The specific pleading in the written statement is that there was a prior partition amongst the sons of Madan Mohan, namely, Anathabandhu, Antrajyami and Prafulla. The plaintiff-petitioner belongs to the branch of Anathabandhu whereas the present defendant-opposite parties belongs to the branch of Prafulla. The reference made by the learned counsel for the petitioner in Purastam alias Purosottam Gaigouria and others (supra) wherein it is categorically held that the right to begin is an integral part of hearing. The party who would fail in case he leads no evidence has the right to begin. Similar view has also been taken in Balakrushna Kar and another, Baidhar Behera and others, Debara Barik, Sudarsan Mohapatra and another (supra). It has also been clarified in Sudarsan Mohapatra (supra) that right to begin is not the same as the adducing of evidence in support of a party’s case. There is a distinction between the two. Trial Court ought to call upon the plaintiff first to adduce evidence and in case he declines then to call upon the defendant to express whether he would begin his case. If neither party express their desire to begin the case first, trial court to post the case for hearing arguments on the basis of pleadings and other admissible materials on record depending upon presumptions under the Evidence Act and other laws. The procedure has been clarified by the above judgment. The plaintiff-petitioner relies upon Purastam alias Purosottam Gaigouria and others (supra) in which the plaintiff alleged the property is joint family property and half not been divided by metes and bounds and the defendant pleaded previous partition to defeat the plaintiff’s suit. The plaintiff’s plea that the property was joint family property having been admitted by the defendant and the latter having pleaded previous partition the defendants are to lose if neither party adduced evidence, the burden being on the defendant to prove previous partition, it is right to call the defendant to begin first. In the present context, referring to paragraph-8 of the written statement of the defendant, Mr. Baug, learned counsel for the petitioner strenuously urged that since there is a pleading of prior partition of the property, the right to begin rests on the defendants and not with the plaintiff. 9. Mr. Mahadev Mishra, learned Sr.
In the present context, referring to paragraph-8 of the written statement of the defendant, Mr. Baug, learned counsel for the petitioner strenuously urged that since there is a pleading of prior partition of the property, the right to begin rests on the defendants and not with the plaintiff. 9. Mr. Mahadev Mishra, learned Sr.

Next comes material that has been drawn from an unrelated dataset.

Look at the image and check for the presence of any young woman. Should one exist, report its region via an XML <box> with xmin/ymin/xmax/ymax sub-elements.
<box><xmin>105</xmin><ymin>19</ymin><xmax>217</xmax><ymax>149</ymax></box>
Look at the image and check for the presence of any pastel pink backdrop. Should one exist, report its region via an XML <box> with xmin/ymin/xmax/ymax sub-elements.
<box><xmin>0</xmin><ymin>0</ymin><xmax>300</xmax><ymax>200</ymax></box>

Counsel for the defendant-opposite parties relies upon Mirza Niamat Baig and another (supra) wherein it has been held that a person who sets the law in motion and seeks a relief before the Court, must necessarily be in a position to prove his case and get the relief moulded by the law. The right to begin is to be determined by the rules of evidence. But factually it is stated that as the plaintiff has raised the question of fraud to have been practiced on him, it is he who should begin first as per the provisions contained in Order-18 Rule-1 CPC and defendants shall adduce rebuttal evidence thereafter. He further relies upon Niranjan Nath and others (supra) wherein this Court has held that right to begin as provided under Order-18 Rule-1 of CPC has nothing to do with the requirement of filing the examination-in-chief on affidavit. Order-18 Rule-1 of CPC refers to right of parties to begin whereas Order-18 Rule-4 of CPC deals with the requirement to file affidavit as prescribed under the said Rule which caters to the convenience of the parties and is aimed at expeditious disposal of cases. Therefore, the procedure for adducing evidence in examination-in-chief as provided under Order-18 Rule-4 of CPC cannot defeat rule of evidence conferring right to begin as provided under Order-18 Rule-1 CPC. 10. The judgments cited by Mr. Mahadev Mishra, learned Senior Counsel for the opposite parties in Mirza Nizmat Baig and another and Niranjan Nath and others mentioned supra are not applicable to the present context in view of the fact that both the cases have been decided on their own merits basing upon the facts of the respective cases. On the basis of the specific pleading made available in paragraph-8 of the written statement, the opposite party-defendants having raised the plea of prior partition, the burden lies with him to establish the same.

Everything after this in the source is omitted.